For its sheer sonic thunder and disarmingly powerful presence, Rage Against The Machine reigns as one of the most dynamic bands currently on tour. The Los Angeles-based quartet stormed into Varsity Arena Friday evening and raised the temperature in the cavernous venue to the point of combustion.

Although the group performed only 11 songs over the space of an hour, it was more than enough. The concert proved to be an overwhelmingly exhausting affair for the sell-out crowd. Long before the show had ended, hundreds of bare-chested, sweat-soaked and wilting fans had fled the stifling heat and deafening decibel level of the main room for the cooler, more tranquil hallways surrounding the throbbing hockey arena. Understandably so.

It's not Rage Against The Machine's mandate to offer the listener any sense of comfort. While Tom Morello's guitar churned and screamed, the rhythm section of drummer Brad Wilk and bassist Tim Bob pummeled the audience of 5,000. Underpinning this raving din was vocalist Zack De La Rocha, whose incessantly coarse rapping and incendiary lyrics earned the band it's name. De La Rocha raged, ranted and shredded his vocal cords, spewing forth a series of scathing diatribes about American military intervention around the world, crumbling inner cities in the U.S. and the abusive excesses of unbridled capitalism.

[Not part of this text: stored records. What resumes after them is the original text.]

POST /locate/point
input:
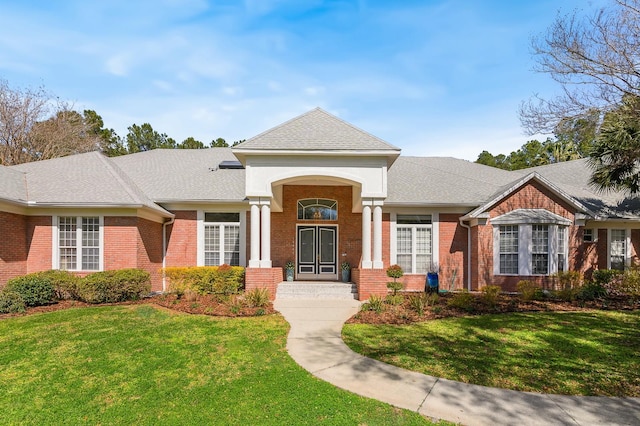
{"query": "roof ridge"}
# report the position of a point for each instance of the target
(119, 174)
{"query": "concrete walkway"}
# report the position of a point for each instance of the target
(316, 344)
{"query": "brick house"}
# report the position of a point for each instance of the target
(315, 191)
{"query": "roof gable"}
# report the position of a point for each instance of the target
(316, 130)
(482, 210)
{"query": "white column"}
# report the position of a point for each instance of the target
(377, 236)
(254, 261)
(366, 237)
(265, 258)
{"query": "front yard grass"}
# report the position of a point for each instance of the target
(573, 353)
(141, 364)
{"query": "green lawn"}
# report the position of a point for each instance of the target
(575, 353)
(142, 365)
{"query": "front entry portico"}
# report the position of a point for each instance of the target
(316, 257)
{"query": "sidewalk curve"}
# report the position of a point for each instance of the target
(316, 344)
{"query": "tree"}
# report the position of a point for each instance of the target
(110, 143)
(66, 133)
(144, 138)
(616, 153)
(35, 126)
(191, 143)
(593, 58)
(595, 61)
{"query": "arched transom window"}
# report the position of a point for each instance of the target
(317, 209)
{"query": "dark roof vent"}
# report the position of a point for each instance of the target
(230, 165)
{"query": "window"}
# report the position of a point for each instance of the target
(509, 249)
(530, 248)
(540, 249)
(317, 209)
(221, 239)
(562, 248)
(414, 243)
(618, 249)
(589, 236)
(79, 243)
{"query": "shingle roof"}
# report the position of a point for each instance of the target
(573, 178)
(184, 174)
(89, 179)
(316, 130)
(12, 185)
(443, 181)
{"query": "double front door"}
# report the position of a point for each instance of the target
(317, 253)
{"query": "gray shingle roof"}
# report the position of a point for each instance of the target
(166, 175)
(89, 179)
(443, 181)
(316, 130)
(573, 178)
(12, 185)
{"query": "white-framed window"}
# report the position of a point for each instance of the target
(508, 249)
(222, 243)
(530, 249)
(77, 243)
(539, 249)
(618, 249)
(317, 209)
(562, 248)
(414, 242)
(590, 235)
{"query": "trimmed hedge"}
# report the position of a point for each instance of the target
(34, 289)
(223, 279)
(114, 286)
(11, 302)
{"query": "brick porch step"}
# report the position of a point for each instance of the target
(316, 290)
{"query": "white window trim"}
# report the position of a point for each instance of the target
(435, 237)
(55, 241)
(200, 237)
(627, 246)
(525, 246)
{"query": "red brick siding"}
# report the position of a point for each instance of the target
(182, 239)
(531, 196)
(453, 252)
(39, 234)
(150, 251)
(13, 250)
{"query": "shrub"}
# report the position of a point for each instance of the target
(419, 302)
(604, 276)
(591, 291)
(223, 279)
(114, 286)
(65, 283)
(625, 284)
(529, 290)
(34, 290)
(11, 302)
(463, 301)
(257, 297)
(490, 295)
(394, 286)
(395, 299)
(395, 272)
(375, 304)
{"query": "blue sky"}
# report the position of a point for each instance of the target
(433, 77)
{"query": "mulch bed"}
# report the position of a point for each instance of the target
(404, 314)
(204, 305)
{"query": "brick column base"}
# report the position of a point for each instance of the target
(370, 282)
(268, 278)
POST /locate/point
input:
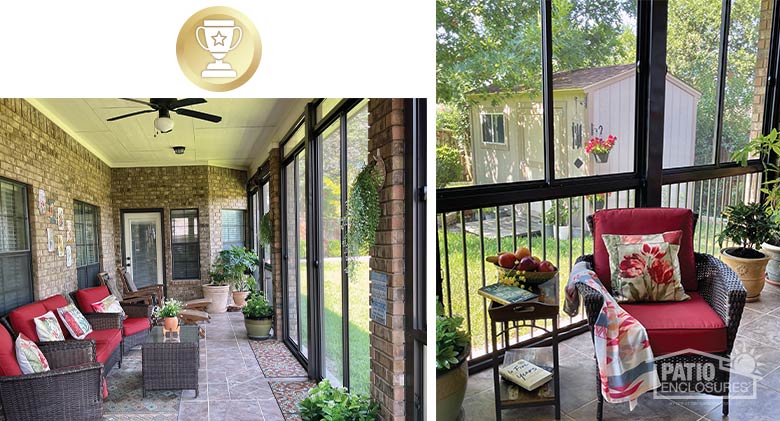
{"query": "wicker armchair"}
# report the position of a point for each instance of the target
(70, 390)
(720, 288)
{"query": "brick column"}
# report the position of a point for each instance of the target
(275, 203)
(386, 137)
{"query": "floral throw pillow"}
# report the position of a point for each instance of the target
(109, 305)
(74, 321)
(48, 328)
(31, 359)
(645, 267)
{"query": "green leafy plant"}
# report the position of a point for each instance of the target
(451, 340)
(363, 213)
(257, 307)
(747, 226)
(232, 264)
(170, 308)
(326, 402)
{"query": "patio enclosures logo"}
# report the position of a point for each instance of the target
(709, 376)
(218, 48)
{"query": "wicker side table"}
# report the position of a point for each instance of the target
(171, 363)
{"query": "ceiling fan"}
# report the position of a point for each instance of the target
(164, 106)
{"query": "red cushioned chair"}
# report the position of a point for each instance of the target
(135, 328)
(708, 322)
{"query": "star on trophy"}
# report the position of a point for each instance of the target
(218, 35)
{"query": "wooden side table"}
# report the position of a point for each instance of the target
(512, 317)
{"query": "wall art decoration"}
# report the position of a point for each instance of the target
(60, 219)
(49, 240)
(60, 246)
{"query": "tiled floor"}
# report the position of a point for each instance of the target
(759, 335)
(232, 386)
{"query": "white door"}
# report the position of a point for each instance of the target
(143, 248)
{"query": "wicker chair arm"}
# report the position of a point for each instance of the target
(722, 290)
(100, 321)
(68, 353)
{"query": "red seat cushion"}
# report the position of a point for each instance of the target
(8, 364)
(52, 304)
(22, 319)
(86, 297)
(644, 221)
(133, 325)
(106, 340)
(675, 326)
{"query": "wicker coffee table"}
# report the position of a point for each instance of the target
(170, 363)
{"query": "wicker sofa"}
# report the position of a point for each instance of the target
(70, 390)
(135, 328)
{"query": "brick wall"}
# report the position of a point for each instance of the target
(36, 152)
(386, 136)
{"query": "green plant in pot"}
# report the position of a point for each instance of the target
(765, 147)
(258, 316)
(747, 226)
(452, 349)
(326, 402)
(229, 268)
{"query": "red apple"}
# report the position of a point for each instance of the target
(546, 266)
(528, 264)
(506, 260)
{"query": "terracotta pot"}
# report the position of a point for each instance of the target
(239, 297)
(750, 271)
(170, 323)
(451, 390)
(219, 295)
(773, 267)
(258, 328)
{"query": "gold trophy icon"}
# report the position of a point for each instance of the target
(218, 35)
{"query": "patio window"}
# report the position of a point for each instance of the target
(185, 244)
(15, 273)
(233, 228)
(86, 228)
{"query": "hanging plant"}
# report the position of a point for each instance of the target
(265, 230)
(363, 213)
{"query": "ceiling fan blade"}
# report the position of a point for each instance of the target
(197, 114)
(186, 102)
(138, 101)
(131, 114)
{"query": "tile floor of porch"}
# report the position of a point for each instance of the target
(759, 335)
(232, 384)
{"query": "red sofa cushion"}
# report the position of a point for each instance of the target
(52, 304)
(22, 319)
(133, 325)
(644, 221)
(8, 364)
(106, 340)
(674, 326)
(86, 297)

In some respects, this extravagant noise worked. De La Rocha lunged and lurched across the stage, a very dangerous looking loose cannon, literally and figuratively. And an American flag, draped over some stage equipment and bearing the words "failure, failure" as well as the numerals 666 - the number of the Beast - made it's point, however heavy-handedly.

Where the show faltered was in the dreadful sound. Several of the songs were indistinguishable. Much of the visceral punch in such numbers as "People Of The Sun", "Know Your Enemy", "A Bullet In The Head" and "Bulls On Parade" was lost because the lyrics were almost entirely inaudible, due to the acoustics. And then of course, there is the irony of this most vitriolic of anti-establishment bands - suddenly possessed of a chart-topping, multi-million-selling album - recording for, and receiving royalty cheques from, one of the world's largest multinational corporations (Epic).

So rage all you want, guys. But in some small way, you're part of the machine.